What is behavioral analytics?

Behavioral analytics is a subcategory of data analytics that looks at the way people behave, most often in regard to purchasing patterns. Behavior analytics tools are used to track users and the data they produce. Data can be gathered in a wide variety of ways, such as social media, online gaming, real time internet browsing, mobile applications, and even voice interaction with smart devices. A data analysis can then be performed to provide insights into ways of targeting these users.

A large volume of raw event data can be gathered any time a user interacts with a software system. This can track not only what they looked at, but also how long they looked at it, what interactions they had with it, and what they looked at immediately before and after. By tracking the customer journey, behavioral analytics can help predict future patterns or identify areas of concern. This type of data analysis is most often conducted as a cohort analysis. When conducting a cohort analysis, users are grouped together in ‘cohorts’ that share commonalities, such as a similar user journey or identifying characteristics like age. By performing a cohort analysis, companies can identify patterns across the life cycle of a user and make changes or recommendations as necessary as a way of increasing engagement.
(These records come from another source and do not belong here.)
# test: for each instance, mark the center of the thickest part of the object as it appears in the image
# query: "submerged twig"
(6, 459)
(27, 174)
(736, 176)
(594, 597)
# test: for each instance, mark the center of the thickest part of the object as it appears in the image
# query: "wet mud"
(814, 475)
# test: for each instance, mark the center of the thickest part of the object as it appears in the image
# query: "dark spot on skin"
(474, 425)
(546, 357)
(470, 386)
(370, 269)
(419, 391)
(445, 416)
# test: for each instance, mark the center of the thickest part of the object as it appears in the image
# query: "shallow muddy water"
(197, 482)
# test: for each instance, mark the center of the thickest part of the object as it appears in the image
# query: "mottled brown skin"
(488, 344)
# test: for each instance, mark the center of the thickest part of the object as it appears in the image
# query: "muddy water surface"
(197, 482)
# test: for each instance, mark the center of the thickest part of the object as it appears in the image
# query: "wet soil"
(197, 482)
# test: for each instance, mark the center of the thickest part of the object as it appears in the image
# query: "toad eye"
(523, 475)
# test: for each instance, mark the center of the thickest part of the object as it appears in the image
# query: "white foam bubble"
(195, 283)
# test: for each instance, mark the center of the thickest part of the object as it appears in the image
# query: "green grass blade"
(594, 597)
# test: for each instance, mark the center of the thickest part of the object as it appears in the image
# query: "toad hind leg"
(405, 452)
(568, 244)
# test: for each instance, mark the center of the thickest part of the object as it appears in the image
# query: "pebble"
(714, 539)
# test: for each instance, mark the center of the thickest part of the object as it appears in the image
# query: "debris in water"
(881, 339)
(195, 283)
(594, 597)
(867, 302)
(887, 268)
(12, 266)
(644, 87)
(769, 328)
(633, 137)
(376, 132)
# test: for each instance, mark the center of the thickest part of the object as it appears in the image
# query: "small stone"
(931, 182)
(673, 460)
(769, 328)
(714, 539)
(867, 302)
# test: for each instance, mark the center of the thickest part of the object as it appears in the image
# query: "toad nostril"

Behavioral analysis can even be utilized to see how customers interact with different products. By looking at product analytics, businesses can see how effective, or ineffective, marketing strategies are. Then, companies can compare the product analytics to available behavioral data and make changes as necessary to help sell the product.

However, behavioral analytics is not just limited to the retail sector. Analytics solutions can help identify trends within political parties in order to determine how best to court new voters. These analytics can also help charity groups identify which leads from their websites are best worth following up on, and the order in which to do so.

This type of behavioral analysis allows for seemingly disparate data points to be woven together to create clear connections that can enhance the interaction between customer and company. While there are numerous benefits to behavioral analytics, some of the most impressive include:

  • Increased customer engagement:By conducting a cohort analysis to learn about different cohorts and what most appeals to them, businesses can figure out how best to advertise new products and services to these different groups. By identifying what appeals to the customer, it is easier to identify the best way to interact with the customer to achieve the desired outcome, such as selling items or securing a vote for an upcoming election.
  • Better business insights:The large amount of raw event data that is available for analysis can help identify trends in user engagement. This can the be used to address any gaps or areas of opportunity.
  • Application development:By looking at the user journey through an application, companies can forecast future trends and design upgrades that will appeal to a large portion of the user base.
  • Enhanced security: Behavioral analytics can help identify compromised information by noting activity that is suspiciously outside of the normal range. This can allow for near real time identification of security breaches and help identify where and how the breach occurred.